Thanks for those memories, sad to report the pub is now closed.

boxer said...

did anybody remember johnny griffin who drank in the duke early 70s who remembers the ska and reggae good old times

Michael said...

Sadly, yet another pub has closed. It used to be said that if you went in the Centurion at the top of Deptford High Street and had just a teaspoonful of beer, then kept doubling it at each pub along the High Street, you’d be well drunk by the time you had a drink in the Noah’s Ark at the bottom of the High Street.

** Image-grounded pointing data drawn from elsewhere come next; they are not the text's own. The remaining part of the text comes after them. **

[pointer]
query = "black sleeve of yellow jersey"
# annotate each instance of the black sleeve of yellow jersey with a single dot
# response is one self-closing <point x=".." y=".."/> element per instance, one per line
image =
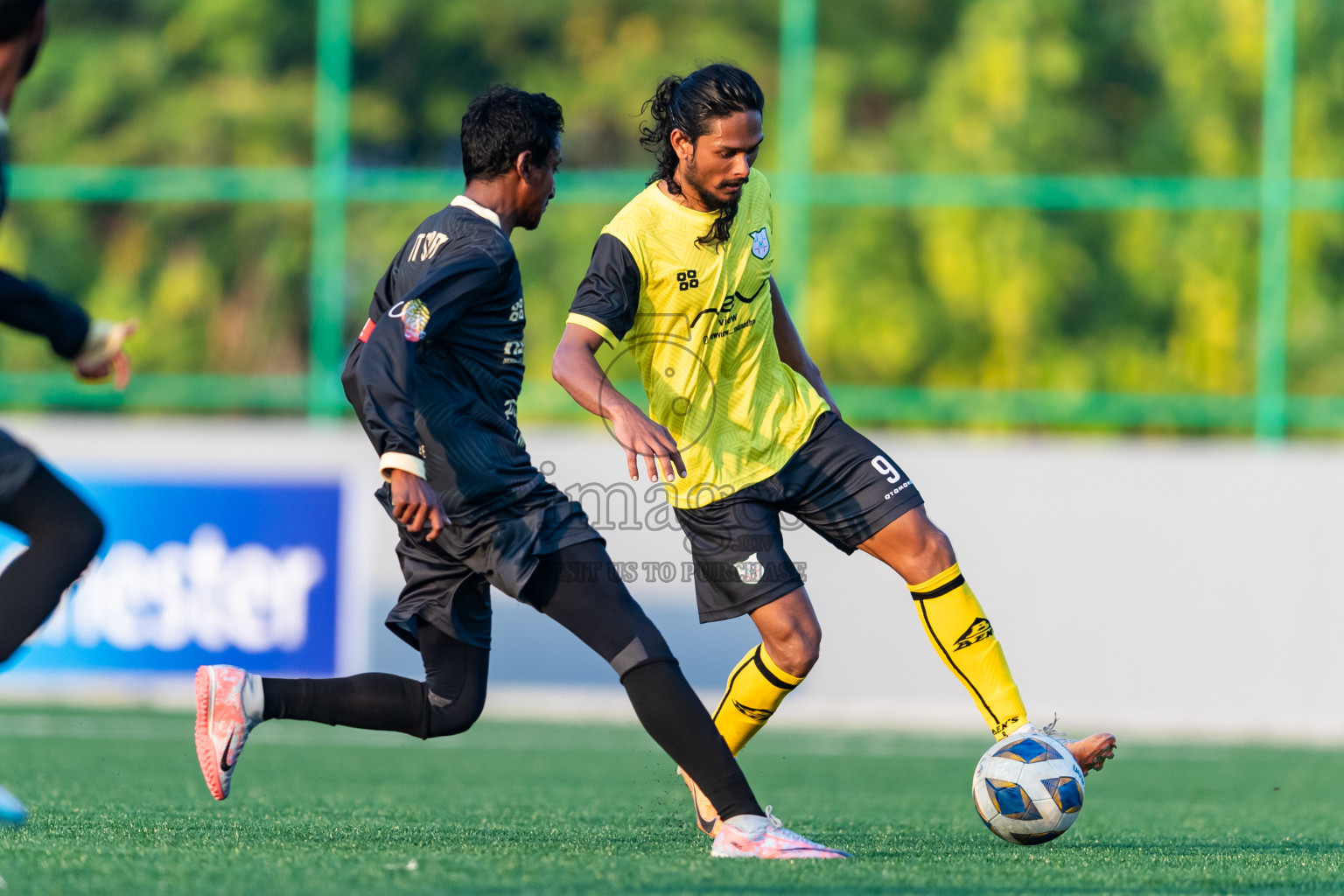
<point x="611" y="291"/>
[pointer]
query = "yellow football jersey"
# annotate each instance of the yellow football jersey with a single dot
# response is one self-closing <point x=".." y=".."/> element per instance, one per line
<point x="697" y="321"/>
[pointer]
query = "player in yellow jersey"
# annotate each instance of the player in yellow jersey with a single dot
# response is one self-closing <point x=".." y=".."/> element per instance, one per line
<point x="741" y="424"/>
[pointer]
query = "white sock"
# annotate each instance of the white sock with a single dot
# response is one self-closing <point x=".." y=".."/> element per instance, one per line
<point x="749" y="825"/>
<point x="255" y="703"/>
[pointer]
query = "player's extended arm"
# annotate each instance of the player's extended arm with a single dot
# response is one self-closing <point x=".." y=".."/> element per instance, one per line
<point x="577" y="369"/>
<point x="386" y="375"/>
<point x="790" y="346"/>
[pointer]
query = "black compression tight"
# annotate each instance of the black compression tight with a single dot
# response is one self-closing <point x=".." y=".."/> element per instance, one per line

Here is the result of doing the above in the pubs in Deptford High Street in 1905:

Start with one teaspoon (= 5 ml) and double it at each subsequent pub. Info shows amount drunk in each pub, and then the cumulative amount:

Centurion 5 ml 5 ml
Red Lion 10 ml 15 ml
Cambridge 20 ml 35 ml
Prince Regent 40 ml 75 ml
Mechanics Arms 80 ml 155 ml
Brown Bear 160 ml 315 ml
Royal Oak 1/2Pint 1 Pint
Pilot 1 Pint 2 Pints
City Arms 2 Pints 4 Pints
White Swan 4 Pints 8 Pints
Red Cow 8 Pints 16 Pints
Noah’s Ark 16 Pints 32 Pints
* 320 ml is slightly more than half a pint, but for the sake of clarity I have used round figures.

• Although the postal addresses of the two pubs on the south corner of the High Street (Centurion) and the north corner (Noah’s Ark) are not in the High Street, by general consensus they most certainly are.
• What was to become the Windsor Castle pub, 163 High Street, has not been included, as in 1905 it was a beer retailer’s and not a pub. It was known as Marshall’s, and even into the 1970s and 1980s it was still known by older locals by that name.

It is clearly much easier to complete the Deptford High Street teaspoon challenge pub-crawl today.